The Outlaw of Torn has an interesting place in ERB's output as a novel that Burroughs himself claimed was one of his best but that his fans and scholars have been divided on. Written shortly after selling Under the Moons of Mars to All-Story magazine, the idea of a medieval story in the Ivanhoe vein was suggested by All-Story's editor Thomas Metcalf. However Metcalf rejected it and Burroughs spent many months rewriting it. Eventually it would see print two years later when Burroughs was a success with Tarzan of the Apes.

I get the feeling it was all that rewriting that causes Outlaw to be as disjointed as it is. Burroughs is heavily criticized for his episodic plotting and that runs through the novel as Norman and his band run from one fight to another, with only brief stops for heart to heart discussions with a friendly priest and Norman's attempts to reconcile his past with his love for Bertrade. If there is one thing that Burroughs, even at this point, had in spades was forward momentum, even in A Princess of Mars but here the constant start-stop motion begins to wear a little.

That said The Outlaw of Torn does have its moments, as all Burroughs' work does, where the reader gets swept along for the ride. The action set pieces are just as strong as in Princess or Tarzan of the Apes and Burroughs manages to capture Norman's internal struggle quite well. Burroughs also takes the story into darker territory for a "pulp" adventure, from some rather grim deaths and the message that revenge will destroy everyone, most of all those who seek it. Burroughs also manages to make his female lead a strong and forceful woman. While Bertrade doesn't pick up a sword, she manages to overcome an early abduction and even holds her captors at bay while is willing to sacrifice herself to save Norman in the climax. For those who take Burroughs to task for creating weak damsels in distress, this book puts that claim to rest.

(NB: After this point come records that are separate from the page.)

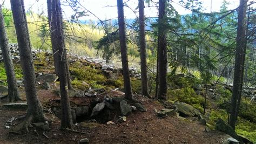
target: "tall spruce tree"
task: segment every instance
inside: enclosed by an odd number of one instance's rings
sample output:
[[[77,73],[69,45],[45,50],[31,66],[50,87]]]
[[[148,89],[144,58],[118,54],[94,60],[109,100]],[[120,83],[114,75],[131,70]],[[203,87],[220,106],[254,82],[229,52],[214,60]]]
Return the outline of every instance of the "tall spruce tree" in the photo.
[[[8,39],[4,25],[4,19],[2,11],[2,5],[0,5],[0,46],[2,55],[4,59],[8,84],[8,98],[10,101],[20,100],[19,94],[17,85],[14,64],[11,59],[11,52],[9,47]]]
[[[128,58],[127,57],[127,46],[124,15],[124,3],[123,3],[123,0],[117,0],[117,11],[125,98],[127,99],[132,99],[133,96],[131,86],[131,80],[130,79]]]
[[[166,0],[159,0],[158,9],[158,43],[157,52],[157,96],[161,99],[166,98],[167,93],[167,42]]]
[[[142,92],[150,97],[147,85],[147,61],[146,56],[146,39],[145,36],[144,0],[139,0],[139,47],[140,54],[140,70],[142,75]]]
[[[11,10],[19,45],[21,64],[23,72],[25,91],[28,103],[26,118],[15,130],[25,128],[31,122],[44,122],[48,119],[45,117],[43,107],[37,97],[36,88],[36,77],[31,52],[31,45],[26,23],[23,0],[11,0]]]
[[[237,120],[237,116],[241,101],[240,92],[242,89],[244,70],[246,49],[246,9],[247,1],[240,0],[238,9],[238,19],[237,32],[237,49],[233,83],[233,93],[231,101],[231,113],[230,125],[234,129]]]
[[[59,77],[61,95],[62,106],[62,128],[73,128],[72,115],[70,109],[69,98],[68,95],[68,84],[66,71],[66,56],[64,44],[64,35],[62,20],[60,2],[59,0],[52,0],[51,2],[51,13],[50,20],[51,40],[52,46],[58,51],[56,55],[59,65]]]

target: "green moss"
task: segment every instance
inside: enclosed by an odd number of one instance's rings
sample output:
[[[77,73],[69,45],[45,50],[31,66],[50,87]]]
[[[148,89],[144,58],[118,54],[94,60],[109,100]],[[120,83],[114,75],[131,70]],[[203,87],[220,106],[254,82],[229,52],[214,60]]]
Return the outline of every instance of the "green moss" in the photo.
[[[17,79],[21,79],[23,77],[22,74],[22,69],[20,65],[15,65],[14,66],[14,71],[15,72],[15,77]],[[7,77],[6,75],[5,68],[3,63],[0,63],[0,80],[3,81],[4,85],[7,85]]]
[[[136,93],[142,93],[142,81],[140,80],[132,79],[131,81],[132,91]]]
[[[197,95],[192,88],[185,87],[181,89],[170,90],[168,91],[167,95],[168,100],[169,101],[178,100],[191,105],[201,112],[203,111],[203,106],[204,104],[204,99],[200,95]]]

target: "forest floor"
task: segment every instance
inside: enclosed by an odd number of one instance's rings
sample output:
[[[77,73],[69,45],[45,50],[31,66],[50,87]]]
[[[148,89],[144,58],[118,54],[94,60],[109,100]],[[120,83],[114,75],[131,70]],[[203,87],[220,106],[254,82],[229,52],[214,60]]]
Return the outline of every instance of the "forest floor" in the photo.
[[[43,104],[48,100],[59,99],[51,91],[39,90],[38,93]],[[21,95],[24,99],[24,94],[22,93]],[[147,111],[132,112],[127,116],[126,121],[114,125],[92,122],[85,126],[80,123],[75,127],[75,130],[85,133],[83,134],[60,129],[60,120],[46,112],[46,116],[53,122],[50,125],[50,131],[46,132],[44,135],[43,131],[34,128],[30,128],[29,133],[9,133],[10,130],[5,127],[6,121],[12,117],[24,114],[25,111],[3,108],[4,102],[2,102],[0,104],[0,143],[76,143],[84,138],[89,139],[90,142],[93,143],[223,143],[227,139],[227,135],[224,133],[217,131],[206,132],[205,126],[200,124],[197,118],[159,118],[156,114],[155,108],[164,108],[160,103],[151,99],[144,99],[142,102]]]

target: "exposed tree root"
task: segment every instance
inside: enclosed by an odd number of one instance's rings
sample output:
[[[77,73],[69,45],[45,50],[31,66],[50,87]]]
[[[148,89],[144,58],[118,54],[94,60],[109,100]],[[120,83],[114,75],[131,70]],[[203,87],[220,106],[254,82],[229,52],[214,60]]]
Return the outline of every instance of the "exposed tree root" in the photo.
[[[16,133],[16,134],[21,134],[19,132],[22,129],[25,129],[26,132],[29,132],[28,127],[31,126],[32,122],[33,116],[32,115],[26,115],[26,118],[23,120],[23,121],[20,124],[18,124],[16,127],[14,127],[9,132],[10,133]],[[42,122],[44,122],[47,121],[48,122],[51,122],[48,118],[44,117],[43,120]]]

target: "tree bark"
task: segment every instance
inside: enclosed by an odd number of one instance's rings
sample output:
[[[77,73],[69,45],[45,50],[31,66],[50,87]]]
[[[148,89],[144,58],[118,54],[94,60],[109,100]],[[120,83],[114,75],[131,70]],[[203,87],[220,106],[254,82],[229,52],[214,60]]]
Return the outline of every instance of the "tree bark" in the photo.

Ultimately though The Outlaw of Torn is a mid-level Burroughs book, interesting for its setting and Burroughs attempt to move in the historical novel and away from his pulp origins. For that it gets *** alone for being a good, not great read. But I can see why Norman of Torn didn't become John Carter of Mars and spawn a classic series. So if you're open minded give it try but temper your expectations. (And for those faithful readers future book reviews will include belated reviews of Swords of Waar, that promised Tarzan on Mars review and a continuing look back at Return of the Jedi. I promise.)

2 comments:

THULL said...

Always loved this. Along with I Am A Barbarian.

pascalahad said...

I have still to read it, but I have already bought the Michael Kaluta comics.